The Skagen Painters were a close-knit group of mainly Danish artists who gathered each summer from the late 1870s in the fishing village of Skagen in the far north of Jutland, painting the local fishermen and their own family life, gatherings and celebrations. Peder Severin Krøyer (1851–1909), who was born in Stavanger, Norway, but brought up in Copenhagen, first arrived in Skagen in 1882 and returned almost every summer, finally settling there permanently after marrying Marie Triepcke in 1889. He had already gained a reputation for his paintings of the fishermen in Hornbæk on the north coast of Zealand and had been influenced by the Impressionist movement during his travels to France. In Skagen, he became one of the central and most enthusiastic members of the artistic community creating masterpieces emphasizing the special effects of the local light, particularly in his beach scenes, and painting several memorable works recording the lively gatherings of the artists.

==Painting==
The work is oil on canvas and it measures 67.5 × 76.5 cm. It is one of a number of paintings, photo studies and sketches that Krøyer made between 1891 and 1894 while he and his wife were renting a house from Madam Bendsen in Skagen's Vesterby; its full title is often given in English as some close variation on Roses. Marie Krøyer seated in the deckchair in the garden by Mrs Bendsen's house (or in Danish Roser. Haveparti fra Skagen med kunstnerens hustru siddende i en havestol). One of the sketches on a similar theme is in the Skagens Museum, and the Hirschsprung Collection has a couple of photographs taken around the same time. Roses was completed in the same year as Summer Evening on Skagen's Southern Beach which shows Marie and Anna Ancher strolling on the beach as the sun sets.

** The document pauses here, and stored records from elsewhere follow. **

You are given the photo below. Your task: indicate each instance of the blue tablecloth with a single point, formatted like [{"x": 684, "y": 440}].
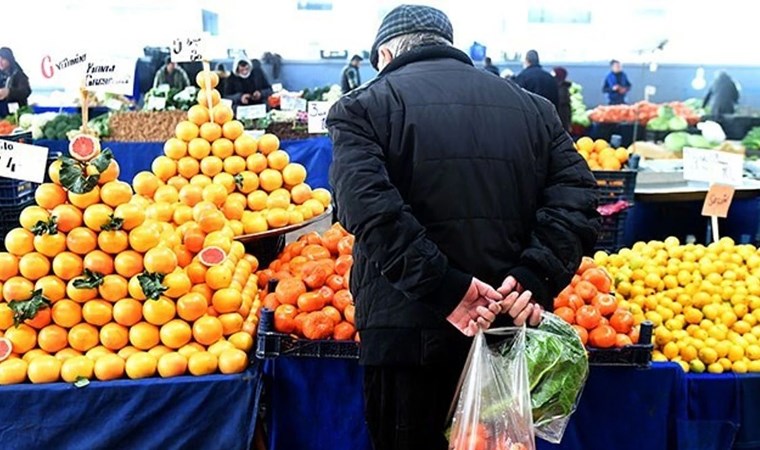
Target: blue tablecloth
[
  {"x": 216, "y": 411},
  {"x": 316, "y": 404},
  {"x": 314, "y": 153}
]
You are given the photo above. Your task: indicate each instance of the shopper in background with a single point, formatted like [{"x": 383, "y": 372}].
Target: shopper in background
[
  {"x": 722, "y": 96},
  {"x": 172, "y": 75},
  {"x": 248, "y": 84},
  {"x": 489, "y": 67},
  {"x": 430, "y": 175},
  {"x": 563, "y": 103},
  {"x": 351, "y": 78},
  {"x": 14, "y": 84},
  {"x": 616, "y": 84},
  {"x": 535, "y": 79}
]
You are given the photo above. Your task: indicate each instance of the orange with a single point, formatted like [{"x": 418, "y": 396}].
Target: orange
[
  {"x": 17, "y": 288},
  {"x": 140, "y": 365},
  {"x": 31, "y": 215},
  {"x": 204, "y": 96},
  {"x": 68, "y": 217},
  {"x": 164, "y": 167},
  {"x": 34, "y": 266},
  {"x": 19, "y": 242},
  {"x": 66, "y": 313},
  {"x": 83, "y": 337},
  {"x": 175, "y": 334},
  {"x": 198, "y": 114},
  {"x": 44, "y": 369},
  {"x": 49, "y": 195},
  {"x": 202, "y": 363},
  {"x": 232, "y": 130},
  {"x": 160, "y": 260},
  {"x": 268, "y": 143},
  {"x": 128, "y": 263},
  {"x": 211, "y": 131},
  {"x": 199, "y": 148},
  {"x": 186, "y": 130},
  {"x": 52, "y": 288},
  {"x": 52, "y": 338},
  {"x": 81, "y": 240},
  {"x": 97, "y": 215},
  {"x": 171, "y": 365},
  {"x": 109, "y": 367},
  {"x": 99, "y": 261},
  {"x": 207, "y": 330},
  {"x": 158, "y": 312},
  {"x": 144, "y": 238},
  {"x": 278, "y": 159}
]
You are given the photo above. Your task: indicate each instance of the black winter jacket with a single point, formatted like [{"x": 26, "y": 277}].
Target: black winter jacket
[{"x": 444, "y": 172}]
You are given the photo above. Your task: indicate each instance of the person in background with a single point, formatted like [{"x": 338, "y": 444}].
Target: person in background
[
  {"x": 489, "y": 67},
  {"x": 248, "y": 84},
  {"x": 535, "y": 79},
  {"x": 171, "y": 74},
  {"x": 722, "y": 96},
  {"x": 351, "y": 78},
  {"x": 616, "y": 84},
  {"x": 14, "y": 84},
  {"x": 563, "y": 104},
  {"x": 437, "y": 228}
]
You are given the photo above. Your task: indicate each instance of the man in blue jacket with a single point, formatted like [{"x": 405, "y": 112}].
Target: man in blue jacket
[{"x": 616, "y": 84}]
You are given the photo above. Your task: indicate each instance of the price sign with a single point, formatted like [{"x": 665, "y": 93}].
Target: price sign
[
  {"x": 251, "y": 112},
  {"x": 318, "y": 116},
  {"x": 23, "y": 161},
  {"x": 187, "y": 49},
  {"x": 712, "y": 166},
  {"x": 292, "y": 104},
  {"x": 110, "y": 75},
  {"x": 718, "y": 201}
]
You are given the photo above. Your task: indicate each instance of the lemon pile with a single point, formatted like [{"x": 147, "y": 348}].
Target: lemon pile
[{"x": 704, "y": 301}]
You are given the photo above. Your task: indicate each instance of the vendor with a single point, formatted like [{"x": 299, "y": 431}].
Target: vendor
[
  {"x": 15, "y": 84},
  {"x": 247, "y": 84},
  {"x": 172, "y": 75}
]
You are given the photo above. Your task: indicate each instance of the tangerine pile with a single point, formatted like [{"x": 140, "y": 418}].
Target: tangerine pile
[
  {"x": 312, "y": 299},
  {"x": 600, "y": 155},
  {"x": 704, "y": 301},
  {"x": 597, "y": 315}
]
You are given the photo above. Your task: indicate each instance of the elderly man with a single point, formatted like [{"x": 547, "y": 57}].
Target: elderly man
[{"x": 469, "y": 206}]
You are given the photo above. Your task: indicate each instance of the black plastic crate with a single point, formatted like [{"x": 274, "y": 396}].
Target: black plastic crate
[
  {"x": 271, "y": 345},
  {"x": 638, "y": 355}
]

In Roses the treatment of the light and shadow shows the influence that the French Impressionist movement had on Krøyer. The foreground is dominated by the huge exuberant Alba Maxima rosebush which obscures most of the house in the background. The variety, of which there is still an example in the grounds of Skagens Museum, does not flower for long but the blooms have an "absolutely fantastic scent" according to Lisette Vind Ebbesen, the museum's director, who says that Krøyer has captured the bush so perfectly that "one can almost smell those roses". Marie, framed by the overhanging roses, is shown reading a newspaper; to her left is another empty deckchair which was probably where Krøyer would have sat. The Krøyer's dog, Rap, who featured in many of Krøyer's works (such as the 1892 Summer Evening at Skagen. The Artist's Wife and Dog by the Shore and Summer Evening at Skagen Beach – The Artist and his Wife of 1899), lies sleeping at Marie's feet.

==Provenance==
In 1895, the painting was exhibited at Charlottenborg and was included in a pamphlet entitled "Summer" (Sommer) with Holger Drachmann's poem "Sommervise". When Krøyer's estate was auctioned in 1910 it passed into private ownership.
It was sold for 3.1 million Danish kroner in 1985 and was donated anonymously to the Skagens Museum in 2008.